Una bolsa de ná y otra de pipas

3 Abr

Las tempestades multitudinarias de alborozo malagueño callejero dejan siempre un rastro de inexplicable inmensidad en la calma que, quien no entiende de poesía, confunde con basura. Pero yo no creo que sea sólo eso. Lo que un lugareño de raza despacha en la calle diariamente no es tanto un simple cúmulo de desperdicios, como su propia esencia, labrada durante más años de práctica que una buena barriga victoriana, malagueña y exquisita. Málaga no destaca por la limpieza de sus calles, no. Pues cuantos más nos juntamos a callejear, más lo impregnamos todo de esa idiosincrasia.

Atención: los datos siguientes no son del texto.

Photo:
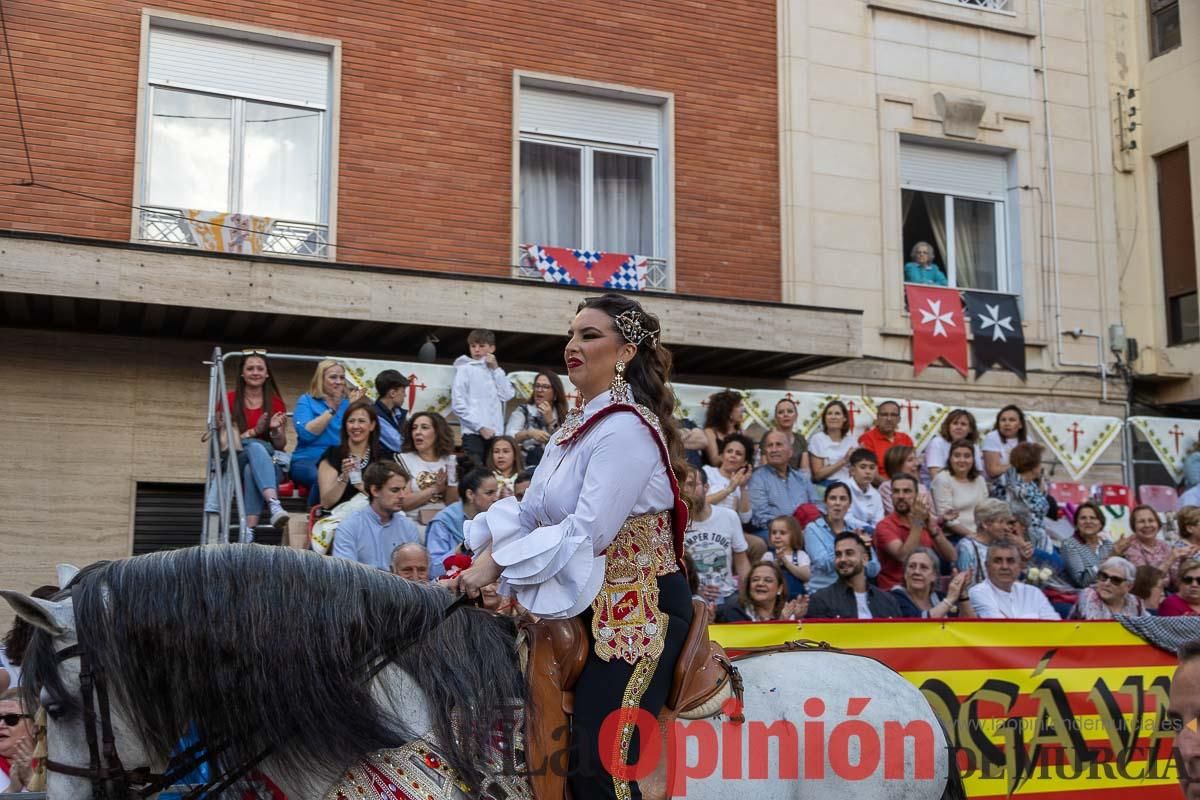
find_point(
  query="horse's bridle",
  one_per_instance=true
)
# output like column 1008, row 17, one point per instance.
column 112, row 781
column 109, row 779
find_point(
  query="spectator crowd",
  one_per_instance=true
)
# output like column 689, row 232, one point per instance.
column 783, row 525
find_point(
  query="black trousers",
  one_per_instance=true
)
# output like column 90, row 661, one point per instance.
column 601, row 687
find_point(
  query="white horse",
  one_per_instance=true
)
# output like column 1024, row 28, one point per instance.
column 310, row 663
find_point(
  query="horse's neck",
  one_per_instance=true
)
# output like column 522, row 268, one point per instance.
column 397, row 695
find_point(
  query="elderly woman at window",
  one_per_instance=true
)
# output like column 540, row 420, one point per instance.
column 922, row 269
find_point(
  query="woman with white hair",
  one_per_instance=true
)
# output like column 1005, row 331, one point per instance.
column 1110, row 593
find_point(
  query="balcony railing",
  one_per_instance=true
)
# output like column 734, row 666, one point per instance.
column 658, row 274
column 1002, row 6
column 282, row 238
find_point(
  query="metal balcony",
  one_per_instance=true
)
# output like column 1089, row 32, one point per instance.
column 283, row 238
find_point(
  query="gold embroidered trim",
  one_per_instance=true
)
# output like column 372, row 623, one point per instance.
column 625, row 621
column 643, row 671
column 417, row 770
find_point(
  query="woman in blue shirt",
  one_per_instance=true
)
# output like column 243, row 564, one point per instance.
column 821, row 533
column 479, row 491
column 318, row 421
column 922, row 269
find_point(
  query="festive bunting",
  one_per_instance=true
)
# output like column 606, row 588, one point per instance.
column 1170, row 438
column 1031, row 709
column 997, row 334
column 937, row 328
column 588, row 268
column 227, row 233
column 1077, row 439
column 429, row 384
column 919, row 419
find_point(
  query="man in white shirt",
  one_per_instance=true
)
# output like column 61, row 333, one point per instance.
column 1002, row 596
column 865, row 501
column 370, row 535
column 714, row 540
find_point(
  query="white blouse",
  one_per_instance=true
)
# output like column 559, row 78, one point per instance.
column 717, row 481
column 822, row 445
column 551, row 545
column 937, row 452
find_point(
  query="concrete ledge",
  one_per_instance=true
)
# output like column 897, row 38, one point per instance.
column 115, row 271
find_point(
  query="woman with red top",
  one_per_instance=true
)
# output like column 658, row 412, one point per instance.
column 1187, row 602
column 259, row 415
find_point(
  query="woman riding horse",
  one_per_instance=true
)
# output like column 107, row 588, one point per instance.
column 599, row 535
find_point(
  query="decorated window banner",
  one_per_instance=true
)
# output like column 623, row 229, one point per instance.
column 1035, row 709
column 919, row 419
column 1173, row 439
column 622, row 271
column 1077, row 439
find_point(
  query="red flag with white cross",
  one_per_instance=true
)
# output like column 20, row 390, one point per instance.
column 937, row 328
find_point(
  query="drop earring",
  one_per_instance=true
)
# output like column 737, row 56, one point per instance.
column 619, row 389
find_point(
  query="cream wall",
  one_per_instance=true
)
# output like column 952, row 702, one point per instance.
column 856, row 74
column 1169, row 115
column 84, row 419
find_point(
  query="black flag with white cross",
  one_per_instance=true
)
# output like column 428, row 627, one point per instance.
column 999, row 338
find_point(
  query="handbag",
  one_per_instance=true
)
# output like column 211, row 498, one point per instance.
column 321, row 539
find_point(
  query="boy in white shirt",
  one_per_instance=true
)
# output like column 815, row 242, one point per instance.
column 714, row 540
column 479, row 392
column 865, row 501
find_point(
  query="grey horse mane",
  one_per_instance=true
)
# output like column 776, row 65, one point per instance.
column 258, row 648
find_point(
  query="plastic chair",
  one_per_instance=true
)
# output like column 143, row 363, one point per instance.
column 1067, row 493
column 1115, row 494
column 1162, row 499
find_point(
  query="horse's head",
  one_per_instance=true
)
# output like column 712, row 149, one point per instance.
column 63, row 697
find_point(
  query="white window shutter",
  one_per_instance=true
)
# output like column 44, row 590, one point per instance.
column 591, row 118
column 241, row 68
column 953, row 170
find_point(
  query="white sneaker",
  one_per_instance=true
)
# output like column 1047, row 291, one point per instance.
column 279, row 516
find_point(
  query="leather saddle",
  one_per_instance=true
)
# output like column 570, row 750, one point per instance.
column 557, row 650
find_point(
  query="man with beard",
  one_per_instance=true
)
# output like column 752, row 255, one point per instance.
column 1002, row 596
column 1183, row 711
column 852, row 596
column 906, row 529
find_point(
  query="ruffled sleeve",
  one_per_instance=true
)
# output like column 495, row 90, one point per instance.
column 556, row 570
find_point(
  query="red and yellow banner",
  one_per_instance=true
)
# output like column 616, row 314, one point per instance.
column 1037, row 710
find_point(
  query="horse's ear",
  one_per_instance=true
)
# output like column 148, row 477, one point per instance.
column 66, row 573
column 47, row 614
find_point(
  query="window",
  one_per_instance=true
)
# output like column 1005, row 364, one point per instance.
column 1179, row 246
column 957, row 202
column 592, row 173
column 1164, row 26
column 235, row 127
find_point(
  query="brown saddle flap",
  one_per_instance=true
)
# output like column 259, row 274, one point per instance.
column 558, row 649
column 701, row 672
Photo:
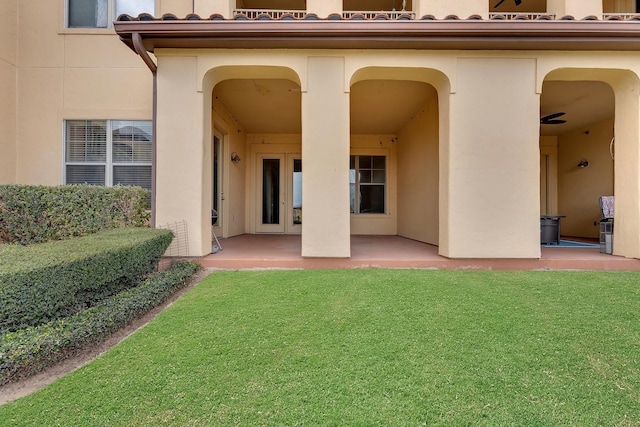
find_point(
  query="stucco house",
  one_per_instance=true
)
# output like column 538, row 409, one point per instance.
column 455, row 123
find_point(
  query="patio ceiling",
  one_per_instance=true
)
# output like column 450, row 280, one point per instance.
column 273, row 106
column 384, row 107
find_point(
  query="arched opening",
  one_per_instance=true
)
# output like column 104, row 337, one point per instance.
column 577, row 168
column 256, row 113
column 395, row 144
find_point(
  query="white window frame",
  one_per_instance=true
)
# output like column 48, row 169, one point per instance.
column 358, row 183
column 111, row 15
column 108, row 164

Aquí se marca el territorio de las grandes ocasiones para demostrarse solidarios en el ocio porque a nosotros lo que nos gusta es que seamos muchos. Prevalece la cantidad. Por eso salimos a la vez y vamos a los mismos sitios cuando sabemos que será difícil abrirnos un hueco de calidad. De hecho, lo consideramos una prueba fehaciente de que nadie nos gana en el uso de la pandereta compartida. Si estamos todos ahí es porque lo que sea es lo más divertido del mundo en comandita. Por eso, la lata de refresco arrugada, la cascarilla, la bolsa blanca de aire o la botella de plástico vacía, abandonadas en el suelo, no son sólo basura sino, también, una manera de contabilizar gentío cuando la fiesta acaba. Va por ristras, en paralelo, si estamos contando a los que estuvieron en la Alameda, o en espiral, cuando los aglomerados se apretujaron alrededor de una plaza. En ambos casos se computa por montones, a ojo, y según se considere aumentada la inmundicia a tanto alzado, mayor habrá sido el éxito de la hazaña festiva y peor nos habrán tratado en Canal Sur o Televisión Española por no difundirlo como portada de lo inigualable.

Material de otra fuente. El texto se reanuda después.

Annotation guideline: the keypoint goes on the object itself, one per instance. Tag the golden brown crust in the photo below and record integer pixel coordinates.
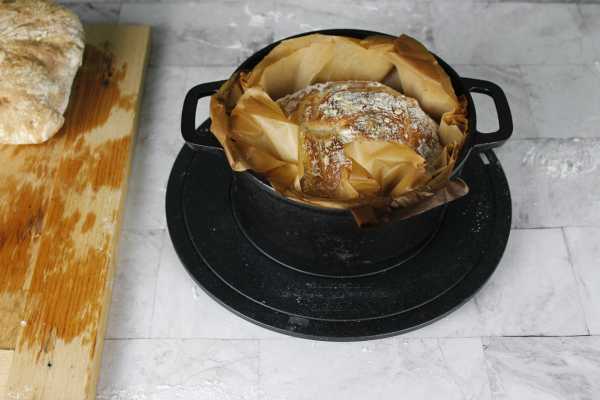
(332, 115)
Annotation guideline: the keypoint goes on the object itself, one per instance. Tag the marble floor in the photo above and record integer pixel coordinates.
(533, 332)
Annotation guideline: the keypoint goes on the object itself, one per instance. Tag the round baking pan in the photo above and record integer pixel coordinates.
(327, 242)
(451, 266)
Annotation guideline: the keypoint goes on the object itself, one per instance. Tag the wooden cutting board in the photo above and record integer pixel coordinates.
(61, 205)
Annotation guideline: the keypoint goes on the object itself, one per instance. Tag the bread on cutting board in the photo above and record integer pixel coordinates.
(41, 49)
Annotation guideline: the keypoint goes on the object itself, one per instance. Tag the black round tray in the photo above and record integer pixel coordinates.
(446, 272)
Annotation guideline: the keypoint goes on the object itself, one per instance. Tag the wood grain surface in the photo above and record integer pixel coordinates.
(60, 211)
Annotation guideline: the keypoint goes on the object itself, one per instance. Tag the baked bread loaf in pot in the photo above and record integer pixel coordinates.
(390, 147)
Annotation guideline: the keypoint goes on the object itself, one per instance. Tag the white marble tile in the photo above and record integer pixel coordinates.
(392, 17)
(102, 12)
(543, 368)
(179, 369)
(531, 293)
(591, 27)
(565, 100)
(584, 249)
(183, 310)
(471, 32)
(553, 181)
(134, 286)
(510, 79)
(385, 369)
(204, 33)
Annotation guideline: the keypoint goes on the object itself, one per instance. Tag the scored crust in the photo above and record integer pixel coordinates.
(41, 48)
(332, 115)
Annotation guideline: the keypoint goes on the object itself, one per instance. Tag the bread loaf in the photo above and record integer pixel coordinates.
(41, 49)
(332, 115)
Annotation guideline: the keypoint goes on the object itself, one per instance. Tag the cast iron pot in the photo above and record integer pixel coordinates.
(327, 242)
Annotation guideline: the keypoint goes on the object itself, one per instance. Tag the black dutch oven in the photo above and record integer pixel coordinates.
(327, 242)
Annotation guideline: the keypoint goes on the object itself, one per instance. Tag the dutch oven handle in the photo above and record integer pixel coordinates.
(199, 138)
(485, 141)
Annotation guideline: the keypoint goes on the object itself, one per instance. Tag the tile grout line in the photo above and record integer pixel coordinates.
(485, 365)
(160, 253)
(289, 338)
(579, 299)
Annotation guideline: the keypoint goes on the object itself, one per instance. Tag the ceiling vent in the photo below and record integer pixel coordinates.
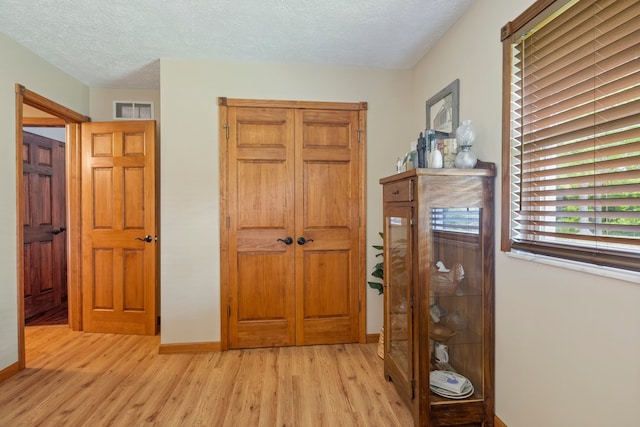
(132, 110)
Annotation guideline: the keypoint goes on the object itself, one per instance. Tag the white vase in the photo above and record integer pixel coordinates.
(465, 136)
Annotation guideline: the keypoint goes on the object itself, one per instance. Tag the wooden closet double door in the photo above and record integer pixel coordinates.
(292, 240)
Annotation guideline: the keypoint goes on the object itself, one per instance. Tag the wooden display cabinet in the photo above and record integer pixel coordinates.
(439, 281)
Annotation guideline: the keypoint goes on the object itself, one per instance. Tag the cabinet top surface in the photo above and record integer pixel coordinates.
(483, 169)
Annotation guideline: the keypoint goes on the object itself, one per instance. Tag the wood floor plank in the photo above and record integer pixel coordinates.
(83, 379)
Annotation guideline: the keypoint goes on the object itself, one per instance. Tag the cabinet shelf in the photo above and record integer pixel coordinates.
(438, 244)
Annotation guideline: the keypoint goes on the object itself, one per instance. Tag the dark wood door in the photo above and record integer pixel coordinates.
(292, 197)
(45, 283)
(119, 227)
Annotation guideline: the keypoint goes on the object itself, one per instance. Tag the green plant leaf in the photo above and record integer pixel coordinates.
(377, 286)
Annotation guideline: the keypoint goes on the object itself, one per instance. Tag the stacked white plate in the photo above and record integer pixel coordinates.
(450, 384)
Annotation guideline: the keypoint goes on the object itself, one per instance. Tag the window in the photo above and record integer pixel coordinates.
(130, 110)
(571, 132)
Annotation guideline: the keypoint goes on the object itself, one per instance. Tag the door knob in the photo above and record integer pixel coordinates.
(58, 230)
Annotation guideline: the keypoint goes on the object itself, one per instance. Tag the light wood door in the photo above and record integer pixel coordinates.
(292, 249)
(327, 218)
(261, 203)
(119, 227)
(43, 212)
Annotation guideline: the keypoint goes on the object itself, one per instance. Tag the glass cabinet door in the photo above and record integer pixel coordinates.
(456, 303)
(399, 303)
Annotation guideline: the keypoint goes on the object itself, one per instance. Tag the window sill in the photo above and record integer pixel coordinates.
(613, 273)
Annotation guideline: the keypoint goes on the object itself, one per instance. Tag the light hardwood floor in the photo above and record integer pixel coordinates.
(78, 379)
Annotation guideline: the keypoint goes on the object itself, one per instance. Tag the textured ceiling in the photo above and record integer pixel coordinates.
(118, 43)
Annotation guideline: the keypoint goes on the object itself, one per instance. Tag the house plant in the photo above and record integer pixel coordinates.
(378, 273)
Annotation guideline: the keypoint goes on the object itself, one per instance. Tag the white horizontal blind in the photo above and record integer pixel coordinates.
(462, 220)
(575, 135)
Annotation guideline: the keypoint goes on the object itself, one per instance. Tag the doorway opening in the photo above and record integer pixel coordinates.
(44, 218)
(27, 104)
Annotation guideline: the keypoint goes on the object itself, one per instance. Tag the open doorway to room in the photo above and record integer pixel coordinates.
(31, 110)
(43, 213)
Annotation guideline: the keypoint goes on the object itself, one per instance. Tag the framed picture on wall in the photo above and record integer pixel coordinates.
(443, 109)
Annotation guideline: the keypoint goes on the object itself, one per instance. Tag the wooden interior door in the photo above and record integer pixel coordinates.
(293, 236)
(327, 226)
(119, 227)
(260, 200)
(43, 211)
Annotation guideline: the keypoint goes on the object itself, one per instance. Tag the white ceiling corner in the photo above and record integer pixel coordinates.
(118, 43)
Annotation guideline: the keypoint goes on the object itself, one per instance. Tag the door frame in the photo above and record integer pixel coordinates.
(223, 141)
(72, 121)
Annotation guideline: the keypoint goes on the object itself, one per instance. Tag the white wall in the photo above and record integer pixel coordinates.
(21, 66)
(568, 342)
(190, 277)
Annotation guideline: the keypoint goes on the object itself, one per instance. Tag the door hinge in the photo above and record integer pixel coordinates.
(226, 129)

La mugre aparece cuando nos vamos. Sin duda y sin querer. Casi por generación espontánea. ¿De dónde saldrá? Porque sucios no somos, que quede claro. Y menos aún, guarros. Lo que ocurre, si acaso, es que nos cuesta concentrarnos, por el calor mediterráneo. Somos despistadillos, generalizando malamente. Algunos arramplan con los mecheros de los amigos, otros se quedan con los bolis sin darse cuenta… Pues a los malagueños, lo que nos pasa es que tiramos al suelo calle abajo lo que no nos sirve, por distracción y sobre todo, porque nos sentimos tan a gusto dando un paseo como en casa.

No obstante lo dicho, y teniendo en cuenta la condición turística que nos viene dada por lo insuperable de nuestro gracejo nativo, pudiera ser que esa suciedad connatural de nuestras calles -en la que algo tendremos que ver- fuese mal interpretada por algún viajero, excursionista, visitante, guiri o bien amado crucerista. Que nos considerasen tan marranos como nuestras avenidas sería una cochinada. Decía mi amigo José María Palmero que no era más limpio el que más se lavaba sino el que menos se ensuciaba. Yo creo que nuestro querido alcalde piensa igual. Nos pide que como va a recortar 6 millones de euros en Limasa y que, por tanto, cada día habrá 307 trabajadores menos en las calles (un 30% de la plantilla), manchemos menos, para quedarnos igual. O sea, que tiremos, por favor, un 30% menos de porquería al suelo. No sé yo… Mi amigo es de Ávila. ¿Será nuestro alcalde de Ávila?

A propuesta inocente, se me ocurre otra. Yo dejé de hacerme pipí en las piscinas porque creí que saldría un colorante naranja que me señalaría. Una leyenda urbana de ese calado podría ser más efectiva, Don Francisco. Por ejemplo, el que tire un papel al suelo recibirá un chorrito de pintura amarilla a través de un mecanismo secreto instalado en lugares estratégicos… ¿Qué le parece? A ver si entre todos, incluyendo las propuestas de parvularios, solucionamos el problema.